Jocoque casero, la añoranza de la vieja cocina

Para preparar esta delicia basta una buena leche. Lo demás es un poco de paciencia, una ollita de barro y una servilleta de tela

Juan Carlos Núñez Bustillos

Hace poco una amiga me llamó para preguntarme si sabía preparar jocoque casero. La pregunta me remontó a la infancia cuando me asomaba a la cocina no solo para disfrutar de algún chiqueo, sino para ser testigo de los “milagros” que ahí ocurrían.

Chiles poblanos tatemados. Foto: JCN.

El humo de los chiles de árbol sobre el comal que nos hacía toser, los chiles poblanos tatemándose sobre la llama del comal que se metían después en una bolsa de plástico y se arropaban con una servilleta de tela para luego dejaros en remojo con agua, vinagre y sal.

Los chiles anchos y los mirasol soltando su rigidez en el agua que se pintaba de color marrón. El canto de la manteca en las cazuelas de barro.
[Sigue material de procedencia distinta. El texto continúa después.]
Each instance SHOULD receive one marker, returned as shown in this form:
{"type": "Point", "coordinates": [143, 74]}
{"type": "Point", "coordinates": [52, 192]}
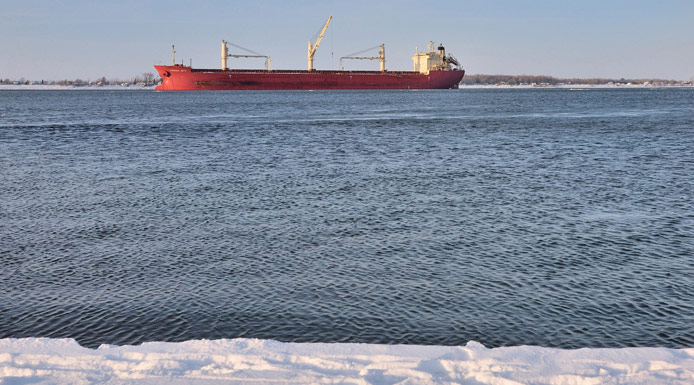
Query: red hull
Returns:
{"type": "Point", "coordinates": [182, 78]}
El metate del que iban emergiendo las pacholas, el enorme frasco de vidrio color café donde se cultivaba el vinagre de piña

Evoqué de pronto estas y otras imágenes y, por supuesto, la de la ollita de barro colocada junto al piloto de la estufa durante días para producir el jocoque casero.

Eran los tiempos en que la leche se vendía en botellas de vidrio y su único apellido era “pasteurizada”. Nada de descremada, light, deslactosada. Solamente leche. Por eso, le comenté a mi amiga, que quizá sería difícil producir jocoque con los líquidos desangelados que se ofrecen ahora como leche.

Preparación de jocoque. Foto: JCN

Lo demás no tiene chiste. Hay que poner la leche en un recipiente. En mi familia se usó siempre uno de barro, no sé si esto tenga que ver. De hecho “la ollita del jocoque” solamente se utilizaba para este propósito. Y hay que dejarlo fuera del refrigerador, en un lugar cálido, pero sin que le lleguen directamente los rayos del sol. Hay que cubrirlo con una servilleta de tela y esperar unos tres o cuatro días a que ocurra el “milagro”.

Tras la conversación con mi amiga me quedé con la idea de volver elaborar jocoque como varias veces hice de niño y de joven. En un gran jarro de barro hecho en Tonalá puse la leche y cubrí con una servilleta. Dejé pasar un par de días y cuando me asomé pensé que comprobaría mi hipótesis: no habría jocoque, solamente leche echada a perder.

Le di un par de días más y con sorpresa descubrí que sí funcionó. El líquido se separó en dos partes. Esa es la señal. Una es espesa, media cuajada. La otra, es el suero, casi agua de color translúcido. Con cuidado retiré el suero, colé el jocoque, lo puse en la licuadora con un poquito de sal y lo licué.

No logré el riquísimo sabor de la infancia, pero quedó bastante bueno. Lo disfruté con un chile de árbol tatemado, otro poco de sal de grano y una tortilla doradita.

Me nació la curiosidad de experimentar con varias marcas de leche. En una de esas todavía existe por ahí alguna leche-leche que me lleve a aquella entrañable cocina.